NMDA-induced injury of mouse organotypic hippocampal slice cultures triggers delayed neuroblast proliferation in the dentate gyrus: An in vitro model for the study of neural precursor cell proliferation

Abstract

We present a model for the study of injury-induced neurogenesis in the dentate gyrus (DG) in murine organotypic hippocampal slice cultures (OHCs). A brief exposure of 8-day-old hippocampal slice cultures to the glutamate receptor agonist N-methyl-d-aspartate (NMDA; 20–50 µM for 30 min) caused a selective excitotoxic injury in the CA1 subfield of the hippocampus that matured over a period of 24 h. The insult resulted in a prominent up-regulation of proliferating nuclei within the OHC dentate gyrus (DG), and a corresponding increase in Ki67/doublecortin double-positive cells in the SGZ of the dentate gyrus. 5-bromo-2-deoxyuridine (BrdU)-labelling of the OHCs for three days subsequent to the NMDA exposure revealed significantly increased BrdU incorporation within the DG (SGZ and GCL) of the hippocampus. Doublecortin immunofluorescence indicated a concurrent up-regulation of neuronal precursor cells specifically in the SGZ and GCL. Significantly increased BrdU incorporation could be detected up to 6–9 days after termination of the NMDA exposure. The model presented here enables easy manipulation and follow-up of injury-induced neuroblast proliferation in the DG that is amenable to the study of transgenic mice.

Introduction

Neurogenesis continues throughout adulthood within specific areas in the brain of rats, mice and humans (Altman and Das, 1965, Curtis et al., 2007, Kaplan and Hinds, 1977). One of these areas is the hippocampal dentate gyrus (DG; Cameron and McKay, 2001), where the neuronal progenitor cells reside and proliferate in the subgranular zone (SGZ), develop a neuronal phenotype (Kaplan and Hinds, 1977), and migrate into the granule cell layer (GCL; Altman and Bayer, 1990). After migration they adopt morphological characteristics of granule cells (Kaplan and Hinds, 1977) and extend axonal projections to the neurons of the CA3 region (Stanfield and Trice, 1988).

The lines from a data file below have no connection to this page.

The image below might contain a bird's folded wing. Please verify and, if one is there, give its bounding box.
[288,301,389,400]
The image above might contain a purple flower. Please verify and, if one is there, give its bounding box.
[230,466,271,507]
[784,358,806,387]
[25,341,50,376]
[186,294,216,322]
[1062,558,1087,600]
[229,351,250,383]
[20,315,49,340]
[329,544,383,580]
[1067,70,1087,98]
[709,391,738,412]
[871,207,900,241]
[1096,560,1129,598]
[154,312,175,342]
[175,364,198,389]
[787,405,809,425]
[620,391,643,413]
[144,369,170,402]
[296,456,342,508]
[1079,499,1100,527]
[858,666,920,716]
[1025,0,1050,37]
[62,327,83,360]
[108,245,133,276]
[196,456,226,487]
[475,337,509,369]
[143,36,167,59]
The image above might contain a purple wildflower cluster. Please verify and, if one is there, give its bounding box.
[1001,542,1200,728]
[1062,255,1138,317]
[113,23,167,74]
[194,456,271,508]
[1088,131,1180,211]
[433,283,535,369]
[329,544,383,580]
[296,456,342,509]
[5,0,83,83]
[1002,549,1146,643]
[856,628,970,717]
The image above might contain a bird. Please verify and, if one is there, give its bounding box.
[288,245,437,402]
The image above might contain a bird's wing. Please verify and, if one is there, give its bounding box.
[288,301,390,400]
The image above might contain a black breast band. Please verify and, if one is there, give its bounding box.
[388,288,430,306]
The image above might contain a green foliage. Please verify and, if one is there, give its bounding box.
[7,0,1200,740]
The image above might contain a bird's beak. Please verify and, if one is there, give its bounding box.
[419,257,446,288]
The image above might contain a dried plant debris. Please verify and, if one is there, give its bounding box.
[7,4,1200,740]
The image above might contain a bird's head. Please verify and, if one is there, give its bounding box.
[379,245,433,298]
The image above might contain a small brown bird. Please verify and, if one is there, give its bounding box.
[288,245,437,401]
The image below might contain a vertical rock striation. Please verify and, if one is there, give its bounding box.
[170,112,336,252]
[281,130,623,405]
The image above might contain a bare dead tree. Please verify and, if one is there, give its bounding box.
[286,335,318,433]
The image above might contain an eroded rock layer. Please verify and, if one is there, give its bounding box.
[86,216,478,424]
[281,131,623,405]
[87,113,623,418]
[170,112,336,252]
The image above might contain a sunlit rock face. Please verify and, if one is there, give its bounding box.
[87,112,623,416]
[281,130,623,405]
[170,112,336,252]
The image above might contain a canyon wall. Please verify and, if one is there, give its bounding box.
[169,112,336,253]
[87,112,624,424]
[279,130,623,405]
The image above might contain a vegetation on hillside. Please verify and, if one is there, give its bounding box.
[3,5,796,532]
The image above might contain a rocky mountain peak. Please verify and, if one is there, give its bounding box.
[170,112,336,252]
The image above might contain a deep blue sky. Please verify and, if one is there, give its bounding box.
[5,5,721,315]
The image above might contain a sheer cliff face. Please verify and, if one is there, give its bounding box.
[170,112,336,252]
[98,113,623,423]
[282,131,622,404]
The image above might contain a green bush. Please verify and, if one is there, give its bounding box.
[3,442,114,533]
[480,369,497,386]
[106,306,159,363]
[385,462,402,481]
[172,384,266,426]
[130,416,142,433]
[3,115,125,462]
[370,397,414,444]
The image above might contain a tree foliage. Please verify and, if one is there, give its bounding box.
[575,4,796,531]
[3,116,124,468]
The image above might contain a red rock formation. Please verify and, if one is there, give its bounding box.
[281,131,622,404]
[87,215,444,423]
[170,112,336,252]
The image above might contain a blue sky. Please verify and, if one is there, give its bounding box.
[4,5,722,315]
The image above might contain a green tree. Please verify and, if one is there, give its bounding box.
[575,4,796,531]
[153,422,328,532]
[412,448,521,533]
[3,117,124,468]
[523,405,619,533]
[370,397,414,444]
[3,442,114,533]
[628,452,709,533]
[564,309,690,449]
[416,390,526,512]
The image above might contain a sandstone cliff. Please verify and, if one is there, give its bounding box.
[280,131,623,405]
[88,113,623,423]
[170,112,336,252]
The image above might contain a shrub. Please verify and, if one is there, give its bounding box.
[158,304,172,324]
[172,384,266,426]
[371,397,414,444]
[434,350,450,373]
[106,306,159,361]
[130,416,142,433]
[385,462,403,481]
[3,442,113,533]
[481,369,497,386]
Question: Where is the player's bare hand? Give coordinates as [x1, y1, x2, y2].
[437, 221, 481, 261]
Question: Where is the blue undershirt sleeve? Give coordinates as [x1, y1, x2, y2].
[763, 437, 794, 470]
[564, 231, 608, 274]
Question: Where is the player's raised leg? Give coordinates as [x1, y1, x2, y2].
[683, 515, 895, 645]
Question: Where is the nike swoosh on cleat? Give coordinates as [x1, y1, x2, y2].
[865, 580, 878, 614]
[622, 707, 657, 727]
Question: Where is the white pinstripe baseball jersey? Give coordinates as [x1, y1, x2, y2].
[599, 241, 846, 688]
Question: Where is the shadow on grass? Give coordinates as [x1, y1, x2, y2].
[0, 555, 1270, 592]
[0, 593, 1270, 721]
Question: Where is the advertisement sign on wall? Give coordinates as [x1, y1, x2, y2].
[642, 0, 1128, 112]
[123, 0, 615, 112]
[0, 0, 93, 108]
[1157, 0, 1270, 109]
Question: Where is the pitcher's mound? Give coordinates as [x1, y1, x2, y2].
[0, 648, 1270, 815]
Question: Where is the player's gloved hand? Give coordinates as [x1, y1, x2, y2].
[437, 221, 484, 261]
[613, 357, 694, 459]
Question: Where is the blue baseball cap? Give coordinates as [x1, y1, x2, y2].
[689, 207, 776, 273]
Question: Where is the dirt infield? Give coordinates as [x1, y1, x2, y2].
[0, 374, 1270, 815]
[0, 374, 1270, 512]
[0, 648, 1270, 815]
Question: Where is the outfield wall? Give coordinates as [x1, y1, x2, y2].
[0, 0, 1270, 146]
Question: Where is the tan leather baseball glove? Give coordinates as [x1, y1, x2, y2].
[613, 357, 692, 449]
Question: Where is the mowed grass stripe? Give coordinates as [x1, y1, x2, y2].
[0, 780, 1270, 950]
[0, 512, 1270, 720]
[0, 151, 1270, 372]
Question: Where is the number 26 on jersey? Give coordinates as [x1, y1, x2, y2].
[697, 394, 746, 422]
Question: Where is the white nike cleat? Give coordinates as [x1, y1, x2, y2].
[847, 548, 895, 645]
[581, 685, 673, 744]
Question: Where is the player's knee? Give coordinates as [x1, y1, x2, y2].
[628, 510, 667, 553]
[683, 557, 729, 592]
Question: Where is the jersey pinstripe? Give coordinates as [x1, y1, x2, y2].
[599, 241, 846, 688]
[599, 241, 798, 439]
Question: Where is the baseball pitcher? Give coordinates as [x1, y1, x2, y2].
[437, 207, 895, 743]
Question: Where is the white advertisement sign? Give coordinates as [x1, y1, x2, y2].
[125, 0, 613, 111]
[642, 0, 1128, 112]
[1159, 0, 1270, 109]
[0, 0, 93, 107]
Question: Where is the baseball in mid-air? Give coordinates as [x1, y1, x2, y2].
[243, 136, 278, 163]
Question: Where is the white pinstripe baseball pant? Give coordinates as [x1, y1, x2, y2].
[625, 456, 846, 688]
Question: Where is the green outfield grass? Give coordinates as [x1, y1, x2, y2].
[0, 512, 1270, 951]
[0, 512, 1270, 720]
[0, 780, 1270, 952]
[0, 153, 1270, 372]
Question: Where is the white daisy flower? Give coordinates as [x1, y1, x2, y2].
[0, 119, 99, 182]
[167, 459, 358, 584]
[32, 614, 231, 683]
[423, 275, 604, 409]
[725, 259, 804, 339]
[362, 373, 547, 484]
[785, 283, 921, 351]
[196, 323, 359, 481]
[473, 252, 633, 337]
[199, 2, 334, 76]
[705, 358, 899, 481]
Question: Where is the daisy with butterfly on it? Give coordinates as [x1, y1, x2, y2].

Animal studies have firmly established that insults to the brain such as cerebral ischemia, status epilepticus and traumatic brain injury result in increased neurogenesis in the DG following a latent period (Parent et al., 1997, Arvidsson et al., 2001, Kernie et al., 2001). Excessive release of the excitatory neurotransmitter glutamate and excitotoxic overactivation of glutamate receptors, in particular N-methyl-d-aspartate (NMDA) and kainic acid receptors, have been associated with these types of injuries (Choi, 1994, Besancon et al., 2008, Doyle et al., 2008, Henshall, 2007). There is evidence for a role of glutamate receptor activation in the stimulation of neurogenesis in the DG of naïve animals (Nacher et al., 2001, Nacher and McEwen, 2006, Nacher et al., 2007). Recent studies have demonstrated that treatment with glutamate receptor antagonists reduced neurogenesis but also decreased tissue damage in models of cerebral ischemia (Bernabeu and Sharp, 2000, Arvidsson et al., 2001) suggesting that injury-induced neurogenesis may be a consequence of an excitotoxic injury.

Organotypic hippocampal slice cultures (OHCs) have been widely used to study development, physiology, and injury of the hippocampal formation (De Roo et al., 2008, Murphy et al., 2008, Reid et al., 2008, Vornov et al., 1991). Unlike dissociated neuronal cultures, organotypic cultures retain a complex three-dimensional organisation of nervous tissue very similar to that in vivo, but are easily accessible to short- or long-term treatments, genetic manipulation, and short- or long-term evaluation of physiological parameters. These advantages make them attractive for investigating proliferation and development of newly generated granule cells under defined experimental conditions. Here, we have developed a model of excitotoxic injury-induced neural precursor cell proliferation in the dentate gyrus using murine OHCs.